HG Wells, founder of Diabetes UK

hg wells

As Diabetes UK celebrates its 75th Anniversary, Joe Fraser investigates how the country’s premier diabetes charity came into being:

In 1934 the Diabetic Association was co-founded by the science fiction author and political commentator, HG Wells, and the pioneering physician, RD Lawrence. Wells had been diagnosed in 1930 with ‘mild diabetes’ (there was no distinction at the time between type1 and type2), when he was in his early 60s. Lawrence had been diagnosed in 1919, three years before the discovery of insulin, so he knew first-hand the devastating effects the condition could have if untreated.

The life of the Diabetic Association began with Lawrence calling upon his richer patients, of which Wells was one, to give money to help set up a new diabetic ward at King’s College Hospital in 1933. Wells donated a meagre 2/6d, which left the doctor fairly unimpressed. The author claimed he was poor and that “such charity should be and was the concern of all diabetics.” To make up for his lack of funds he wrote a letter to The Times, asking wealthy diabetics to donate to Lawrence’s cause. With the influence of the author’s literary celebrity the appeal was a resounding success, to the extent that just over a year later Wells wrote again to the paper proposing the formation of the Diabetic Association.

The Association’s founding principles as set out in HG Wells’s letter are broadly similar to those of the modern Diabetes UK. He declared the Diabetic Association should be “open… to all diabetics, rich and poor, for mutual aid and assistance, and to promote the study, the diffusion of knowledge, and the proper treatment of diabetes in this country”.

The Association implemented these principles by making sure all diabetics had access to insulin, no matter their financial constraints. This progressive thinking led to the Association campaigning not only for a national health service, but also for patients to have a greater say in their treatment. It is testament to the co-founders’ futuristic ideals that this latter idea was finally accepted across the NHS 50 years later.

Clearly the Diabetic Association was way ahead of its time, but this is not to say it hasn’t evolved. Its most obvious change has been its name, first to the British Diabetic Association in 1954 and then to the present Diabetes UK in 2000. With the name changes the charity has taken a broader approach to the subject of diabetes. It still promotes and funds research as it did in the very beginning (up to £7.3m a year, more than any other UK organisation) but its remit now includes all those affected by the disease – the carers, families and communities of patients.

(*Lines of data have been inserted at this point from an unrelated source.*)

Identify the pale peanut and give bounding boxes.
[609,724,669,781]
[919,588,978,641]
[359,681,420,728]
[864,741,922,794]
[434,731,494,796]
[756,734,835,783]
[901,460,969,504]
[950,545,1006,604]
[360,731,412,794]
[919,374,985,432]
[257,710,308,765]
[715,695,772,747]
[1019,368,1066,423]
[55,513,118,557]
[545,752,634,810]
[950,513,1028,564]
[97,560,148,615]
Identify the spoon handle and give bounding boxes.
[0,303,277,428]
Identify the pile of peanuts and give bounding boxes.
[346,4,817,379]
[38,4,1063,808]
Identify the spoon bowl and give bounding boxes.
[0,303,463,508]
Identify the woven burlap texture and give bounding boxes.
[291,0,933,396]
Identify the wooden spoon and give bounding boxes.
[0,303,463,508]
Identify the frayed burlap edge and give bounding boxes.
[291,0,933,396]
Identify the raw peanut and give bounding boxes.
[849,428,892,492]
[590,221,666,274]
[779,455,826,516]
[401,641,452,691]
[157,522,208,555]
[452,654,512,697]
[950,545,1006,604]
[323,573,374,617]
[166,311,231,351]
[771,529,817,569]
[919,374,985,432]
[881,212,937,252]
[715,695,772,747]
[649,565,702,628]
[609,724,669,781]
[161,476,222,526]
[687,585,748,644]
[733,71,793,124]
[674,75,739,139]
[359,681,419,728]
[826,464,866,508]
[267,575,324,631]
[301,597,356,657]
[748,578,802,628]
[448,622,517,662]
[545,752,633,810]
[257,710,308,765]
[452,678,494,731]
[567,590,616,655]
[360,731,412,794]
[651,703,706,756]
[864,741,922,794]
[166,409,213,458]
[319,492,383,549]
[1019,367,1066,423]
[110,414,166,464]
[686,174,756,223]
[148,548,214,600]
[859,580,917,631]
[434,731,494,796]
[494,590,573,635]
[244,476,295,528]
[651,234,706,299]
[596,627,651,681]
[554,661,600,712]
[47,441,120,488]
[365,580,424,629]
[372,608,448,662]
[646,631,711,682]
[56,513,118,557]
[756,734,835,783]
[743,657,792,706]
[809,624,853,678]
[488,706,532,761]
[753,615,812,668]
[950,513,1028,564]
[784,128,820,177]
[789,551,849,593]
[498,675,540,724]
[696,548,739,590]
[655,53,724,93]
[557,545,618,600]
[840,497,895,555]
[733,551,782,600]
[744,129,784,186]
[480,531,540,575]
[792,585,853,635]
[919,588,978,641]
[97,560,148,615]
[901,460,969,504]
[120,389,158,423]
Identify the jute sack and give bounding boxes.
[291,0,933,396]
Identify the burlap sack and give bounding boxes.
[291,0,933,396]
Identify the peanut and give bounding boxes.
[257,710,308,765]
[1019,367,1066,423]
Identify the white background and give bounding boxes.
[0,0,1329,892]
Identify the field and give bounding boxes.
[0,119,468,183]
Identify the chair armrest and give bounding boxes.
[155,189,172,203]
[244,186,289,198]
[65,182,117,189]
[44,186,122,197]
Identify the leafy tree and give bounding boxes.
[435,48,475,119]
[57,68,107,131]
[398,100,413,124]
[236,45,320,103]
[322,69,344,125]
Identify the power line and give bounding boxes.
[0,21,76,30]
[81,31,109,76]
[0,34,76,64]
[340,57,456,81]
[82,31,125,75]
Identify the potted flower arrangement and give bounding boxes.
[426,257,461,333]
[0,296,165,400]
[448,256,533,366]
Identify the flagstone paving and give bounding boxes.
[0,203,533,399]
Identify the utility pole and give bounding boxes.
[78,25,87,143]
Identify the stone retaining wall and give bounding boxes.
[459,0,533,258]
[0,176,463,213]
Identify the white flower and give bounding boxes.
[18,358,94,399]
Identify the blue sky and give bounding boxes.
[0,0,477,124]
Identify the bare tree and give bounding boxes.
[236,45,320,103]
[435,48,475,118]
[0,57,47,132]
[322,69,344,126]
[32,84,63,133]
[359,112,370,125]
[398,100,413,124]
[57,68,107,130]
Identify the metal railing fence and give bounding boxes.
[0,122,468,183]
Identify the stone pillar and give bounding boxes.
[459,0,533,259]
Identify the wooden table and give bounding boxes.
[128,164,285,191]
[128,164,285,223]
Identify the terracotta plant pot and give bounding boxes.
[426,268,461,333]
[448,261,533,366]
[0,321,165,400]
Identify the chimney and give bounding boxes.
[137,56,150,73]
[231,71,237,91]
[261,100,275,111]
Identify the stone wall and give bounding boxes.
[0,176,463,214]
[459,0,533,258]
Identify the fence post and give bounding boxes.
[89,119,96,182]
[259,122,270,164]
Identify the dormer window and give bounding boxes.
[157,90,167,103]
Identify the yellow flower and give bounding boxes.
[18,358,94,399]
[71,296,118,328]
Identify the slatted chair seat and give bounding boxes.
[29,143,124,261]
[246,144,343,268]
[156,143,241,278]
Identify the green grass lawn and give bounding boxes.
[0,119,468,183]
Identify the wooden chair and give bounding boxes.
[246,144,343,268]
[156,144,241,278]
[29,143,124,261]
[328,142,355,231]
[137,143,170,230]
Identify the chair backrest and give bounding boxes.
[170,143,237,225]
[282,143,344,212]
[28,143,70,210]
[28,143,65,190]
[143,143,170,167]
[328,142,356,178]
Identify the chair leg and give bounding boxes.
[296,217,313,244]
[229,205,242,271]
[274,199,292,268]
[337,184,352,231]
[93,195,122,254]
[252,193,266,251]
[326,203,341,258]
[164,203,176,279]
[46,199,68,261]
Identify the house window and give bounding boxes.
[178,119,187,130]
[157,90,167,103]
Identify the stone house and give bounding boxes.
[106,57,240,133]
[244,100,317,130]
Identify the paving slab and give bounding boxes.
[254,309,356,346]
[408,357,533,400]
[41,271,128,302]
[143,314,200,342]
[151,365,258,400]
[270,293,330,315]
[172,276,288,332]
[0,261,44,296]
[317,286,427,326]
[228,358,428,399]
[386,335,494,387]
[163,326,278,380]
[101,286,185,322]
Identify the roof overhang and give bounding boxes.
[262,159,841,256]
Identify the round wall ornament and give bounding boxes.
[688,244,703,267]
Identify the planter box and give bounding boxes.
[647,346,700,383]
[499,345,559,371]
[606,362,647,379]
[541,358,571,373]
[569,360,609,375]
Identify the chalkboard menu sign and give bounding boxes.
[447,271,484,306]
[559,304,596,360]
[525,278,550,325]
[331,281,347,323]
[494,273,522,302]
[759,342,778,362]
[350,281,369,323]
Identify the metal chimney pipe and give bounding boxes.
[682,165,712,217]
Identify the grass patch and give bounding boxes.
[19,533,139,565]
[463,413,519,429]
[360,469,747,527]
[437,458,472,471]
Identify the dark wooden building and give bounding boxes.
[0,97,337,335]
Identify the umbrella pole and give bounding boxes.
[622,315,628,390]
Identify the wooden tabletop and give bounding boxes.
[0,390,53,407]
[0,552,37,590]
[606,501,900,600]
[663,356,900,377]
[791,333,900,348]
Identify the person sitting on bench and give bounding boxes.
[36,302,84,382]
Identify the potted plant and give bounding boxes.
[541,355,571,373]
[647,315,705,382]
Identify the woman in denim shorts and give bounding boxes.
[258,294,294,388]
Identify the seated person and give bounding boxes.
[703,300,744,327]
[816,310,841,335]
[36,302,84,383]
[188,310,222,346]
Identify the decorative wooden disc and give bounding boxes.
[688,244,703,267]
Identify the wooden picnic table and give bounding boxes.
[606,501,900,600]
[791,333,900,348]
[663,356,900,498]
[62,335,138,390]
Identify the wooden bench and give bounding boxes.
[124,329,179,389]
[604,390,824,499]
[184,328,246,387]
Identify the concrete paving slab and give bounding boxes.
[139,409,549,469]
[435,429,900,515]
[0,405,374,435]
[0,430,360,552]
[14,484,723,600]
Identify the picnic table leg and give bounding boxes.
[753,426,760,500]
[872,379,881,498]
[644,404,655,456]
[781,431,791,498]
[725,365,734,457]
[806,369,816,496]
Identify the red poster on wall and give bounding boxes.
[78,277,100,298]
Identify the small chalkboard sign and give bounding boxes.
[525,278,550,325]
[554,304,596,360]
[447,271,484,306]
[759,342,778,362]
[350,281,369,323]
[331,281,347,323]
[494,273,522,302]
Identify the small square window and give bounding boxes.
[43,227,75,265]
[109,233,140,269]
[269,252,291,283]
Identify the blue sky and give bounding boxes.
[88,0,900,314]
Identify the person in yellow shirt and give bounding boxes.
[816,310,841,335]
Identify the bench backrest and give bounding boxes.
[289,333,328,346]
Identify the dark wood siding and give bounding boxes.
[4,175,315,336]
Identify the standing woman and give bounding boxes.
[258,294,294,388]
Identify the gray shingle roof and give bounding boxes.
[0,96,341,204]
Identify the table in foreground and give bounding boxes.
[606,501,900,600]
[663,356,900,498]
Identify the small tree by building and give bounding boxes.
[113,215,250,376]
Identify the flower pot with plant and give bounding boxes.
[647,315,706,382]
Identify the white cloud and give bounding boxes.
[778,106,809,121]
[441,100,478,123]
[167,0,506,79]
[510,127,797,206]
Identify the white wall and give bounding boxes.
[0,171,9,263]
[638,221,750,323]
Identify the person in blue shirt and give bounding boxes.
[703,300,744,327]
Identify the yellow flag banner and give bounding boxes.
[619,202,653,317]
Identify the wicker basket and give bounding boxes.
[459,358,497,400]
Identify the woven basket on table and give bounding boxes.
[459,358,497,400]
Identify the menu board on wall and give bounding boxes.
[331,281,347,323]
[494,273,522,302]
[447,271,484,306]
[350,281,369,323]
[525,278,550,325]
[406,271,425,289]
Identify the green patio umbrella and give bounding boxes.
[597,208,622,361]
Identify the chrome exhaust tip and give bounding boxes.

It takes a doctor to tell you how to treat the disease, but Diabetes UK to help you live with it. The charity does this not only by raising awareness of the condition and campaigning for the better treatment of patients but also by providing information through its magazine, Balance, and its website www.diabetes.org.uk. In both these places you can find advice on all manner of diabetic subjects from specialised menus and product information to interviews with patients and explanations of complications.

The importance of sharing information on the disease was made clear by HG Wells all the way back in 1934 when he wrote that “the Association will indeed seek to co-ordinate knowledge and effort in such a way as to bring the life of all diabetics as near to normal as possible.” Ambition is the only difference between the charity of the 20th and 21st centuries. Then the goal was to be “as… normal as possible”; now Diabetes UK looks to a “future without diabetes”. So let us celebrate the 75 years of Diabetes UK and wish it Happy Returns (but hopefully not too many!).